SAP ASCS HA Cluster (in Linux OS) failover to DR region using Azure Site Recovery
Published Feb 17 2021 07:34 AM 4,561 Views
Microsoft

Overview

This blog provides guidance to perform the steps during the failover of SAP ASCS/ERS HA VMs in Linux cluster to the DR region in Azure using ASR. We will have details of changes to be made in the DR environment to re-configure the pacemaker cluster to start the ASCS/ERS HA environment with Azure Fence agent as STONITH device. Steps cover both SUSE Linux and RHEL OS. In SUSE Pacemaker cluster, we can also use SBD device (in place of Azure Fence agent) for fencing which requires additional VMs and its DR setup will require additional changes which is not covered in this blog.

 

Note : The specific procedures described have been exercised with these OS releases
• OS release #1 : SUSE Linux 12 SP5
• OS release #2 : RHEL 8.1
Please note that the procedures described have not been coordinated with the OS providers and therefore might not work in completeness with your specific implementations or with future OS releases. As a result you should test the procedures described thoroughly in your environment.

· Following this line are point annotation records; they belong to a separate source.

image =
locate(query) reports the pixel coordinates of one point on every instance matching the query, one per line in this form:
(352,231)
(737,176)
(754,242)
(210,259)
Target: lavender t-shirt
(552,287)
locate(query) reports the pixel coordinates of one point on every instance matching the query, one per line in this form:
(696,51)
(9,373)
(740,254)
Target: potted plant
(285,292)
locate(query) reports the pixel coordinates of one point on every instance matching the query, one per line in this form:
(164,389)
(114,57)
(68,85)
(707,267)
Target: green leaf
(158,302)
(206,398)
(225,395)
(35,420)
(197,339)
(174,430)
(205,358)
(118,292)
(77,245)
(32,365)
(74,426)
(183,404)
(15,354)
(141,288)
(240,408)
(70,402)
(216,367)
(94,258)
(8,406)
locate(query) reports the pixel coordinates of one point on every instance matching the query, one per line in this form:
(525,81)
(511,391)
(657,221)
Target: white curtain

Also note that the procedure as described works only with Azure Fencing Agent and not with iSCSI SBD devices.

 

Disaster Recovery Architecture for SAP ASCS HA Cluster

The SAP ASCS/ERS HA cluster design in the primary and DR region in Azure is as described in the diagram and can be used as reference architecture for SAP HA & DR setup in Azure. Highly Available NFS File share to be used for common file systems of SAP. Azure Site Recovery (ASR) is recommended to be used for across region replication of the VMs for DR setup. An NFS fileshare needs to be available in the respective region for starting the SAP ASCS/ERS application services and should be synchronized between region for availability of latest data.

 

Picture1.jpg

Preparations

  • Configure ASR for both the nodes of ASCS in the primary region.
  1. Deploy the Resource Group, VNet, Subnet and Recovery Vault in the Secondary Region.
  2. Click on the ‘Disaster recovery’ for the ASCS/ERS VMs. Select the DR region (e.g. West US 2).
  3. In advanced settings, Select the target Resource Group, Vnet, Recovery vault, AV Set(if needed), PPG (if needed) and disks to be included.Picture2.jpg
  4. Review the settings and start the Replication.
  • Check that ASR replication is 100% and its healthy.

 Picture3.jpgPicture4.jpg

 

  • Deploy Azure ILB for ASCS & ERS in DR region.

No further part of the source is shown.